De Code Genetics est un laboratoire, dont l’implantation a été très controversée. En 1996, ce groupe pharmaceutique est créé par un islandais, Kári Stefánsson.
Le but ? Se servir des codes génétiques de la population afin de trouver des médicaments. L’Islande, pays aux gènes très purs, est le terrain idéal pour ces recherches, car l’insularité de l’île a évité le brassage génétique et facilite donc le travail des chercheurs.
La base de données
Mais le groupe veut aller plus loin. De Code Genetics veut créer une base de données rassemblant les informations génétiques de la population.
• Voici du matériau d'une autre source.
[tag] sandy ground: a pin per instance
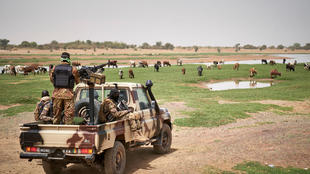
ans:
(281, 140)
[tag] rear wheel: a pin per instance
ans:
(115, 159)
(52, 167)
(164, 145)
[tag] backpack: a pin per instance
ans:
(50, 110)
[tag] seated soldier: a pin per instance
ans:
(44, 109)
(110, 112)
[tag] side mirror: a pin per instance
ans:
(153, 104)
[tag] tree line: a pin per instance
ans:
(88, 44)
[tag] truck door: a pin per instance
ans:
(149, 120)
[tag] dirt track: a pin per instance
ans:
(265, 137)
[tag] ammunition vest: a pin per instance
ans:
(63, 77)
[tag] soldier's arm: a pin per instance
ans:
(51, 75)
(36, 112)
(44, 114)
(76, 75)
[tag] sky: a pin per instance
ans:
(180, 22)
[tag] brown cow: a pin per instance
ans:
(219, 66)
(183, 71)
(76, 64)
(13, 70)
(131, 75)
(112, 63)
(166, 63)
(236, 66)
(253, 72)
(274, 73)
(272, 62)
(143, 64)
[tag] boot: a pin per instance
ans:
(138, 136)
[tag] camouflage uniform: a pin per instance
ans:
(44, 115)
(109, 108)
(63, 99)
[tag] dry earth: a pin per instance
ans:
(265, 137)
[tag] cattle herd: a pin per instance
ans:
(37, 69)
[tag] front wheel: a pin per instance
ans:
(52, 167)
(115, 159)
(164, 145)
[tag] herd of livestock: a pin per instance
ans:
(36, 69)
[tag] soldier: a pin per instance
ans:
(44, 110)
(110, 112)
(63, 77)
(199, 69)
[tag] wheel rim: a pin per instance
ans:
(84, 113)
(119, 160)
(165, 139)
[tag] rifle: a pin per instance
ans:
(86, 71)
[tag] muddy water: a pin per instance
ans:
(227, 85)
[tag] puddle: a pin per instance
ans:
(226, 85)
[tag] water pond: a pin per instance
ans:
(227, 85)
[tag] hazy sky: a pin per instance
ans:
(180, 22)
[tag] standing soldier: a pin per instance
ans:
(43, 111)
(63, 77)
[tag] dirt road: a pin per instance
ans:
(265, 137)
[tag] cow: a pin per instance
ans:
(209, 66)
(12, 70)
(264, 61)
(199, 69)
(132, 64)
(306, 66)
(236, 66)
(253, 72)
(274, 73)
(290, 67)
(156, 67)
(158, 63)
(131, 75)
(143, 64)
(183, 71)
(76, 64)
(166, 63)
(272, 62)
(121, 73)
(42, 69)
(219, 66)
(179, 62)
(112, 63)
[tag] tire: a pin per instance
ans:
(52, 167)
(115, 159)
(82, 110)
(164, 146)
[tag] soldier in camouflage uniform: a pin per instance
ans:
(110, 112)
(43, 111)
(63, 77)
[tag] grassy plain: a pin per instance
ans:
(171, 85)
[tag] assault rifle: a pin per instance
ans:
(86, 71)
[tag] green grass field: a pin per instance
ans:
(170, 85)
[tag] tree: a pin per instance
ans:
(280, 47)
(195, 48)
(4, 43)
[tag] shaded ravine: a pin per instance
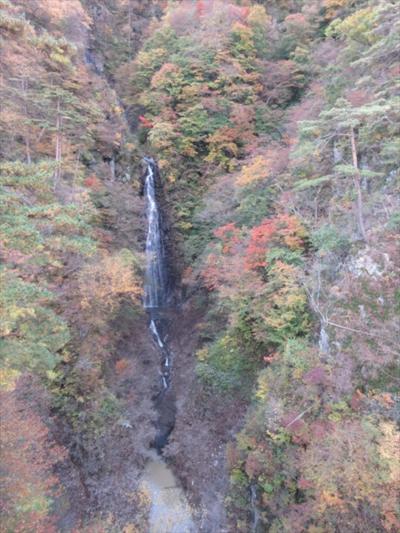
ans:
(169, 509)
En 1998, peut-être moyennant une grosse donation (les rumeurs faisaient état de 250.000$), le parti de l’indépendance qui gouverne le pays, donne au De Code Genetics le droit de créer et utiliser cette base de données pendant 12 ans, à condition que les informations recueillies restent anonymes.
Si certains, un peu moins de 20.000, ont accepté de rendre public leur matériel génétique, la plupart des islandais sont contre le projet. Ils ont notamment peur de la divulgation de ces informations, et donc de la violation de leur vie privée.
En 2003, la Cour Suprême islandaise annule finalement l’accord. De procédures en procédure, De Code Genetics n’aura jamais pu utiliser la base de données.
Néanmoins, le laboratoire poursuit ses recherches. N’importe qui peut d’ailleurs, en échange d’un peu moins de 1000 dollars, faire analyser son matériel génétique. Une analyse qui permet de savoir si l’on est sujet aux maladies d’Alzheimer, aux crises cardiaques, ou aux cancers.